When the serve receives a request, it will fork() a new process that use the second socket and port to send encoded packets to the client. The server keeps sending packets to the client as long as the flag is 1. When it turns to 0, the sending ends.
The client program is easy to do. Just send a Request, recvfrom() the server, progressively decode the file and send a Stop message in the end.
Is this design workable? The main concerns I have are: (1), is that efficient by forking multiple processes? Or should I use threads? (2), If I have to use multiple processes, how can the flag bit be known by the child process? Thanks for your comments.
Using UDB for file transfer is not best idea. There is no way for server or client to know if any packet has been lost so you would only know that during reconstruction assuming you have some mechanism (like counter) to detect lost packes. It would then be hard to request just one of those packets that got lost. And in the end you would have a code that would do what TCP sockets do. So I suggest to start with TCP.
Typical design of a server involves a listener thread that spawns a worker thread whenever there is a new client request. That new thread would handle communication with that particular client and then end. You should keep a limit of clients (threads) that are served simultaneously. Do not spawn a new process for each client - that is inefficient and not needed as this will get you nothing that you can't achieve with threads.

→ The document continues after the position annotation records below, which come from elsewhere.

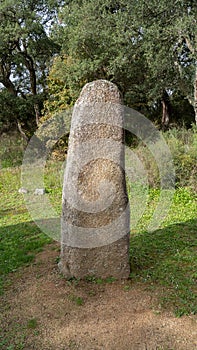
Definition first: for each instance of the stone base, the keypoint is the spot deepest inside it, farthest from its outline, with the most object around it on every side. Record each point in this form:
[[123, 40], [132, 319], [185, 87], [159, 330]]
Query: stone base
[[102, 262]]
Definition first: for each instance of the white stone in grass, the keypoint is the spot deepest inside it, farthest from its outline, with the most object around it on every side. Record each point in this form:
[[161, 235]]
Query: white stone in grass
[[23, 190], [39, 191]]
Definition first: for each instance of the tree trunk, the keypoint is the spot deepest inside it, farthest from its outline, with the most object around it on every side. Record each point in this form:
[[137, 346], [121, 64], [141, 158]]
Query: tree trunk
[[24, 136], [165, 110], [195, 97]]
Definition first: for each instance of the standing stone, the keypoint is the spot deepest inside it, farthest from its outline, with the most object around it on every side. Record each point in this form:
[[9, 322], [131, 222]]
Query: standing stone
[[95, 208]]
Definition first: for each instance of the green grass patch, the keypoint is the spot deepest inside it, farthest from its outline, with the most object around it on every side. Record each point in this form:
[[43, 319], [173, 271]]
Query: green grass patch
[[164, 260], [20, 238]]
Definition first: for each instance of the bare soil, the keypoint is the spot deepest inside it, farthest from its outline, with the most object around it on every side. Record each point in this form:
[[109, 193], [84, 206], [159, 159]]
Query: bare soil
[[54, 314]]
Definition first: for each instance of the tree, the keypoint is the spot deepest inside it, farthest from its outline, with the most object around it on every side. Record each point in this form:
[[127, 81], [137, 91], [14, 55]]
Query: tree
[[25, 52], [170, 47], [147, 49]]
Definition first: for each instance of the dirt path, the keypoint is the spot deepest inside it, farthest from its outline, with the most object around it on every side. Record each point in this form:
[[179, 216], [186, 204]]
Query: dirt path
[[53, 314]]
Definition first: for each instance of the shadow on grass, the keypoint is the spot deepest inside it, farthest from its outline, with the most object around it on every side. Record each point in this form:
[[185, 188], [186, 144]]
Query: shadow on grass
[[18, 246], [167, 258]]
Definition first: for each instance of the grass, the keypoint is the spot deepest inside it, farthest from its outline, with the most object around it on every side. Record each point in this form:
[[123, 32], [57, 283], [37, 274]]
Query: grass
[[164, 260]]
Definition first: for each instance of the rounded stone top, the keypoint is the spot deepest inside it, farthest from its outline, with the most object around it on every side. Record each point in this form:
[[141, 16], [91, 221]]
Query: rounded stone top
[[99, 91]]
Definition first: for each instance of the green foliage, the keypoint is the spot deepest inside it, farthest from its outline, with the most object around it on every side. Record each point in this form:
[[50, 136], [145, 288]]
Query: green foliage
[[166, 259], [163, 261], [20, 239], [146, 49], [183, 147], [11, 150], [25, 53]]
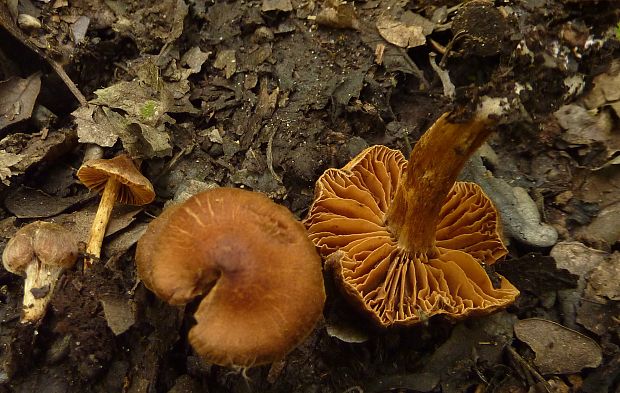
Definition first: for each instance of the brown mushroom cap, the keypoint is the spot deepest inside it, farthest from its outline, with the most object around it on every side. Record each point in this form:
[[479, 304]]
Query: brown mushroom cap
[[391, 284], [135, 188], [40, 251], [253, 264], [49, 243]]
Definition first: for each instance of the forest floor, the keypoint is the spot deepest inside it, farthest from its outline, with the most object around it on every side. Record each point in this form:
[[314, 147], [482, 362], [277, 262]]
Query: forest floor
[[266, 95]]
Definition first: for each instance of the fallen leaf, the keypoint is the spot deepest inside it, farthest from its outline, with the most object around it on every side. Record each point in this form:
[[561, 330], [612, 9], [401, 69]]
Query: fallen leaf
[[520, 216], [580, 260], [400, 34], [559, 350], [277, 5], [603, 282], [226, 60], [576, 257], [35, 150], [17, 98], [97, 125], [338, 16], [582, 127], [606, 89], [26, 202]]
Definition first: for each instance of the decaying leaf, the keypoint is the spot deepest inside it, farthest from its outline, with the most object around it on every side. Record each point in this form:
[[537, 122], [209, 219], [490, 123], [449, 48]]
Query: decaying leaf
[[559, 350], [137, 111], [338, 15], [518, 211], [17, 98], [400, 34], [603, 282], [34, 149], [580, 260], [583, 127], [277, 5], [8, 160], [226, 60], [26, 202], [606, 90]]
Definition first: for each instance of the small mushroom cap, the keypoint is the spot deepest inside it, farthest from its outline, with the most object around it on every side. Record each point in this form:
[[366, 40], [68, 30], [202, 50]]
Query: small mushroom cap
[[347, 222], [135, 188], [252, 263], [46, 242]]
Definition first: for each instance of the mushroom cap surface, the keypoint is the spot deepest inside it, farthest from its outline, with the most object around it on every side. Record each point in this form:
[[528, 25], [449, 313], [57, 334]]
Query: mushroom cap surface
[[49, 243], [251, 262], [135, 188], [347, 222]]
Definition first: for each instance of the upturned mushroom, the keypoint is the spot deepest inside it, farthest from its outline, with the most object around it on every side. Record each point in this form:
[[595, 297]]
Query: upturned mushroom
[[117, 179], [40, 251], [405, 241], [251, 264]]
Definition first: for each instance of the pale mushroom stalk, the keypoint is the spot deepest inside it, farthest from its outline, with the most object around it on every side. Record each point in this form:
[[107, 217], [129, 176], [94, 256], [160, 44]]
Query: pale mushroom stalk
[[434, 165], [40, 251], [42, 279], [100, 223], [118, 180]]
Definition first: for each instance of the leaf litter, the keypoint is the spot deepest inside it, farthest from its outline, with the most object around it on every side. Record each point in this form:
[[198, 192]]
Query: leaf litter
[[266, 95]]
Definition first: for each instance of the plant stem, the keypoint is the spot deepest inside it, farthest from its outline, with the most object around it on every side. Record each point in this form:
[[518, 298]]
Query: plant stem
[[434, 165], [100, 223]]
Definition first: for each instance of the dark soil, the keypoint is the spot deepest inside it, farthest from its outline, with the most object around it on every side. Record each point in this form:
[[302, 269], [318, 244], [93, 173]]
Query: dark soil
[[282, 95]]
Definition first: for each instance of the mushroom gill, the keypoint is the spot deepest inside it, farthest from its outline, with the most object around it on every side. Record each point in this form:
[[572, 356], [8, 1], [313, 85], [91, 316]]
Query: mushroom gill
[[404, 274]]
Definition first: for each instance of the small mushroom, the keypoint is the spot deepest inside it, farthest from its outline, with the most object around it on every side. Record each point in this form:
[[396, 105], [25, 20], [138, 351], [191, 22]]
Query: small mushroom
[[40, 251], [117, 179], [249, 261], [404, 241]]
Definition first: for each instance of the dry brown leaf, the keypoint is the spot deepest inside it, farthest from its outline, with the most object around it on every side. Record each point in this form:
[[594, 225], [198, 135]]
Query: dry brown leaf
[[400, 34]]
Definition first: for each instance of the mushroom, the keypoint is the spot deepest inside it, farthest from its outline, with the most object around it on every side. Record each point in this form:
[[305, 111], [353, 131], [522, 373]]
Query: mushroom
[[251, 264], [40, 251], [117, 179], [405, 241]]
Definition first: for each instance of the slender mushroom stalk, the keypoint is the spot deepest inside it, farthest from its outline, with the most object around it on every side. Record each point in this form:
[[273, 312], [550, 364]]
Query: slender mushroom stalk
[[41, 251], [102, 217], [119, 180], [434, 165]]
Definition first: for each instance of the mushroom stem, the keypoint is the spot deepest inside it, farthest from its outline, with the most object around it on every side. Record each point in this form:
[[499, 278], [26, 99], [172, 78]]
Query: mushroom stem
[[434, 165], [100, 223], [38, 289]]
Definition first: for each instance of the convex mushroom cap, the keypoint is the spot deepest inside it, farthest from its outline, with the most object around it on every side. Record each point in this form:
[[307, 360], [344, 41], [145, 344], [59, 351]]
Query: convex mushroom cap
[[251, 262], [117, 179], [405, 242], [40, 251], [135, 189]]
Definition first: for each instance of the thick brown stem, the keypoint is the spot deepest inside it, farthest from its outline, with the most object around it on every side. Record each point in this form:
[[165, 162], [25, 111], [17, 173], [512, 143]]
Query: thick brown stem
[[97, 230], [433, 167]]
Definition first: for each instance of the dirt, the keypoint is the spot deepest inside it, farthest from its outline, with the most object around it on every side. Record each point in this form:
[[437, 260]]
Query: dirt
[[266, 95]]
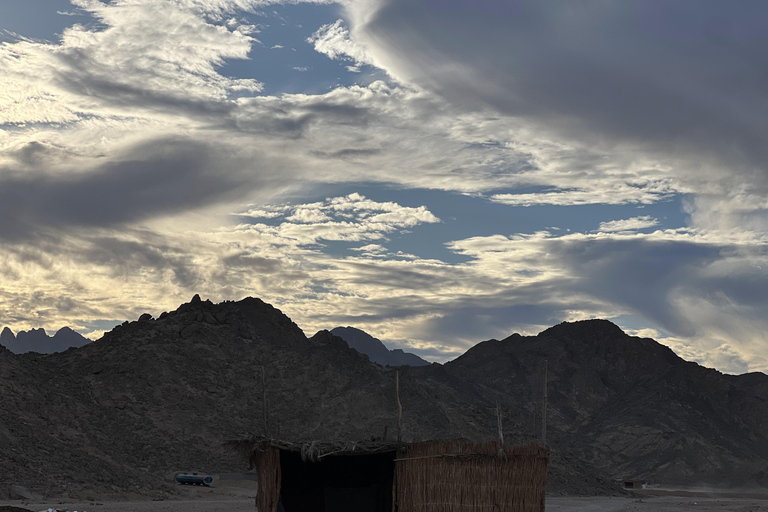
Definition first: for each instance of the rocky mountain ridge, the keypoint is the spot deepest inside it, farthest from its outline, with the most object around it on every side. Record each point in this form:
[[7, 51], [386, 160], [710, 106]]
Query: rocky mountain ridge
[[37, 340], [375, 349], [155, 396]]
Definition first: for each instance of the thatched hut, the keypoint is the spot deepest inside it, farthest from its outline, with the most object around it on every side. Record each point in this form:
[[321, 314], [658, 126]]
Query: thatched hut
[[434, 476]]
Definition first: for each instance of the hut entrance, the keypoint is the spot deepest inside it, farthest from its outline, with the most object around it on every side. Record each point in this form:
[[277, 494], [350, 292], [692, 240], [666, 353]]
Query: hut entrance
[[341, 483]]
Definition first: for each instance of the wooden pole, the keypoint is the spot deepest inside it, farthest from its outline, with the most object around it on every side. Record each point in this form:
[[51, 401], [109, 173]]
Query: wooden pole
[[544, 408], [501, 430], [264, 400], [399, 408]]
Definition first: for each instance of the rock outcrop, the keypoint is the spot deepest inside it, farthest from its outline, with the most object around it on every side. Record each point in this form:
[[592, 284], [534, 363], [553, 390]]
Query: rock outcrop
[[162, 395], [375, 349], [37, 340]]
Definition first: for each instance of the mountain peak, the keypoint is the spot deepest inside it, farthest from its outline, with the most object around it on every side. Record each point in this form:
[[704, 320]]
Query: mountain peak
[[594, 329], [37, 340], [375, 349]]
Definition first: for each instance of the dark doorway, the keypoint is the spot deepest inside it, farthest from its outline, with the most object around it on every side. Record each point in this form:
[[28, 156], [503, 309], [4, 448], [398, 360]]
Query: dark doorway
[[342, 483]]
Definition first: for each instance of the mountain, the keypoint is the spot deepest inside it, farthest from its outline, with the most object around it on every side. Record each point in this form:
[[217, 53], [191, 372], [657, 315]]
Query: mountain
[[375, 349], [631, 407], [155, 396], [37, 340]]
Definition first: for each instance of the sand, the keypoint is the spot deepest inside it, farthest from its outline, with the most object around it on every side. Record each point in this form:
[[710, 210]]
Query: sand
[[243, 502]]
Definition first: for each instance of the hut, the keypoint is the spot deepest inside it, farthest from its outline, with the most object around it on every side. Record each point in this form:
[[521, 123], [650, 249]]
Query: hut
[[432, 476]]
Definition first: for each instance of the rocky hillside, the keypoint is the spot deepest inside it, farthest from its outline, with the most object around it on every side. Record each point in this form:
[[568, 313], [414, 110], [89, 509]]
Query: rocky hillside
[[630, 406], [375, 349], [37, 340], [155, 396]]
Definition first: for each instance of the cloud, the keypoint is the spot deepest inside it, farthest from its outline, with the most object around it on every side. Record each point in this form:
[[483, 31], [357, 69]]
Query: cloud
[[133, 173], [671, 84], [127, 189], [334, 41], [633, 224]]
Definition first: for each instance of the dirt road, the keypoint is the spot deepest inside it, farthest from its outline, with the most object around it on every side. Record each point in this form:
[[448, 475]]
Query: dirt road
[[559, 504]]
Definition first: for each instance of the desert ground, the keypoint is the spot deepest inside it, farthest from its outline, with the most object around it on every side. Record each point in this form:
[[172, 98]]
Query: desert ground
[[241, 500]]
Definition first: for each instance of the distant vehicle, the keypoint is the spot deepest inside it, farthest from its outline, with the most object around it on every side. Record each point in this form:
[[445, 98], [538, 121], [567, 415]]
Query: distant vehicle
[[194, 479]]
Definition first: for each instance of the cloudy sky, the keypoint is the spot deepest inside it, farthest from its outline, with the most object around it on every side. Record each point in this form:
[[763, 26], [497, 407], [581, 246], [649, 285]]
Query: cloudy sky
[[435, 172]]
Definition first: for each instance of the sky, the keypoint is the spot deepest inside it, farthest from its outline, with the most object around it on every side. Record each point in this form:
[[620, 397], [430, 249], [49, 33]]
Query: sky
[[434, 172]]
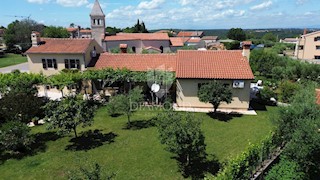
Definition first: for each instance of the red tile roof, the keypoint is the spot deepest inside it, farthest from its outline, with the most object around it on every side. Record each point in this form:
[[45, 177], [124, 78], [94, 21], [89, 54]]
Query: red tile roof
[[137, 36], [209, 38], [137, 62], [194, 40], [61, 45], [190, 33], [176, 41], [2, 32], [72, 29], [85, 31], [247, 43], [213, 65], [121, 46], [154, 48], [318, 96]]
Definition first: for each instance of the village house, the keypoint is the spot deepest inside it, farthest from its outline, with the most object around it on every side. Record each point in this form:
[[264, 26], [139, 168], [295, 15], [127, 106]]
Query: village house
[[51, 55], [193, 68], [308, 46]]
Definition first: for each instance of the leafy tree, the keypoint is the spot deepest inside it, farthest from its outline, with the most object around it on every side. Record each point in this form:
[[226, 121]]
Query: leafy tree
[[94, 172], [55, 32], [14, 137], [298, 125], [19, 33], [304, 147], [285, 170], [113, 30], [20, 106], [287, 89], [236, 34], [126, 104], [182, 135], [65, 78], [302, 107], [115, 104], [68, 114], [215, 93], [266, 93], [269, 37]]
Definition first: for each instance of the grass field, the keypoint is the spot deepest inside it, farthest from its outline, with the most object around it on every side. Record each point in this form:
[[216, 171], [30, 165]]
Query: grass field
[[12, 59], [134, 153]]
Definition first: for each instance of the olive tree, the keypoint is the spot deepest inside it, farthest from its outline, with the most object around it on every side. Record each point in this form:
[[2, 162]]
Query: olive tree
[[68, 114], [182, 135]]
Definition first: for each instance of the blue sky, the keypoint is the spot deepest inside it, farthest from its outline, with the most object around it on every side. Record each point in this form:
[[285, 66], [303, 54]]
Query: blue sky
[[157, 14]]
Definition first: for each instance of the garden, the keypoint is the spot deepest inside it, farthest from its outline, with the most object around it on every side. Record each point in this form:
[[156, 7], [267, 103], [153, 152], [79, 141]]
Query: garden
[[134, 152]]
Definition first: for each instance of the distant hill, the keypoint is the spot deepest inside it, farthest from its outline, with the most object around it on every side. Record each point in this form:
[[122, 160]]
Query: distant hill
[[256, 33]]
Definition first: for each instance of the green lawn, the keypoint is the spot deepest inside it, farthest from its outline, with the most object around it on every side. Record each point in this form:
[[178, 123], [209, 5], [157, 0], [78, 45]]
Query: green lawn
[[12, 59], [132, 153]]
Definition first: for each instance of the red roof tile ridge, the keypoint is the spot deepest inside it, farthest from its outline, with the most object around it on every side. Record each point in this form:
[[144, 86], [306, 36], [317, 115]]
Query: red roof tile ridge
[[134, 54]]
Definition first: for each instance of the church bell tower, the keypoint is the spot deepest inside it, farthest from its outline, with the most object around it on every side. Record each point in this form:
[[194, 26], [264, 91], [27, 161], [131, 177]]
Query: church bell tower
[[98, 24]]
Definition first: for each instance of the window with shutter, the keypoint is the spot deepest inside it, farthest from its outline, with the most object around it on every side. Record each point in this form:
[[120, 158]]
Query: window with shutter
[[66, 63], [72, 63], [55, 65], [44, 64], [49, 63], [78, 64]]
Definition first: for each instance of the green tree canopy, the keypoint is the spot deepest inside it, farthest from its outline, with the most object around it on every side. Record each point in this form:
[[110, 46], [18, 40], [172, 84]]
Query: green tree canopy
[[19, 33], [215, 93], [285, 170], [182, 135], [20, 106], [125, 103], [236, 34], [55, 32], [14, 137], [68, 114]]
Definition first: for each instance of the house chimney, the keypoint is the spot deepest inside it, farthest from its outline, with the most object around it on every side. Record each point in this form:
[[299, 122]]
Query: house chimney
[[123, 48], [305, 31], [246, 49], [78, 31], [35, 38]]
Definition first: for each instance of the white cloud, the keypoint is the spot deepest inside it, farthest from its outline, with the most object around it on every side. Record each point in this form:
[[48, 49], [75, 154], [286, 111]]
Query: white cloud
[[187, 2], [153, 4], [39, 1], [300, 2], [72, 3], [90, 5], [262, 6]]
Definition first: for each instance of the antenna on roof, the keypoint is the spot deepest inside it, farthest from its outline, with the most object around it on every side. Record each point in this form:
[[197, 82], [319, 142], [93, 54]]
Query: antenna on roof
[[19, 16]]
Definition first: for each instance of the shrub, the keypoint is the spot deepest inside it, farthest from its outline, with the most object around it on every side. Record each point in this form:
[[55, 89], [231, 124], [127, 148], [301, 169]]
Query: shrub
[[287, 89], [15, 137], [285, 170], [243, 165]]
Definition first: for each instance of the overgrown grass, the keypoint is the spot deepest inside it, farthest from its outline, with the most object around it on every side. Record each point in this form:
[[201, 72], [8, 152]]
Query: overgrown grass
[[12, 59], [134, 153]]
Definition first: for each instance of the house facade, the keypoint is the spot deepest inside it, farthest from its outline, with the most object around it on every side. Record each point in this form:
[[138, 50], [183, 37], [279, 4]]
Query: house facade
[[230, 68], [51, 55], [137, 42], [192, 69], [308, 46]]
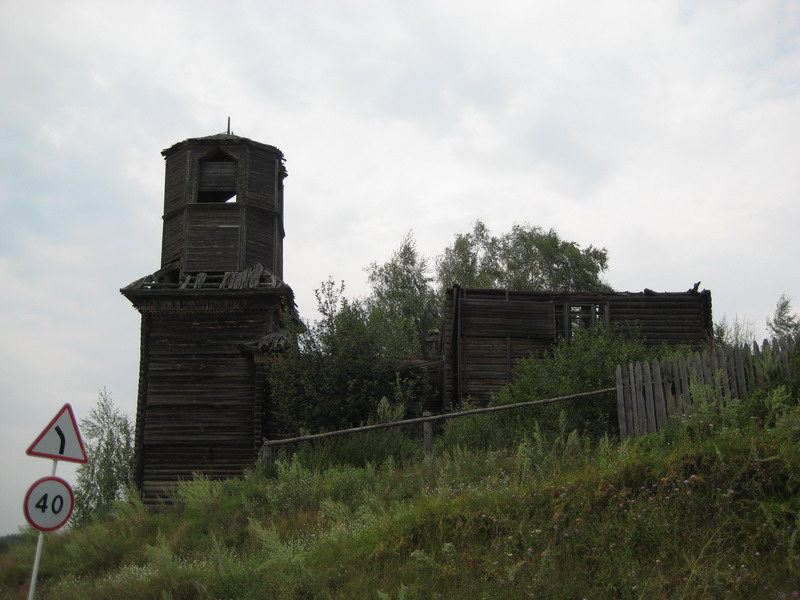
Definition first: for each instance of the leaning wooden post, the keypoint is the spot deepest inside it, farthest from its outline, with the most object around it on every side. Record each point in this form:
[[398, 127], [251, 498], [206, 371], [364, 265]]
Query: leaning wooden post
[[266, 453], [427, 431]]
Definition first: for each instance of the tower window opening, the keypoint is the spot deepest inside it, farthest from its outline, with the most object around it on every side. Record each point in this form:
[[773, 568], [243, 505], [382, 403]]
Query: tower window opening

Thread programming requires carefulness so do not cut corners. Otherwise you will have hard time finding and diagnosing problems.
File transfer with UDP wil be fun :(
Your struct/class for each message should contain a sequence number and a checksum. This should enable each client to detect, and ask for the retransmission of, any missing blocks at the end of the transfer.
Where UDP might be a huge winner is on a local LAN. You could UDP-broadcast the entire file to all clients at once and then, at the end, ask each client in turn which blocks it has missing and send just those. I wish Kaspersky etc. would use such a scheme for updating all my local boxes.
I have used such a broadcast scheme on a CANBUS network where there are dozens of microControllers that need new images downloaded. Software upgrades take minutes instead of hours.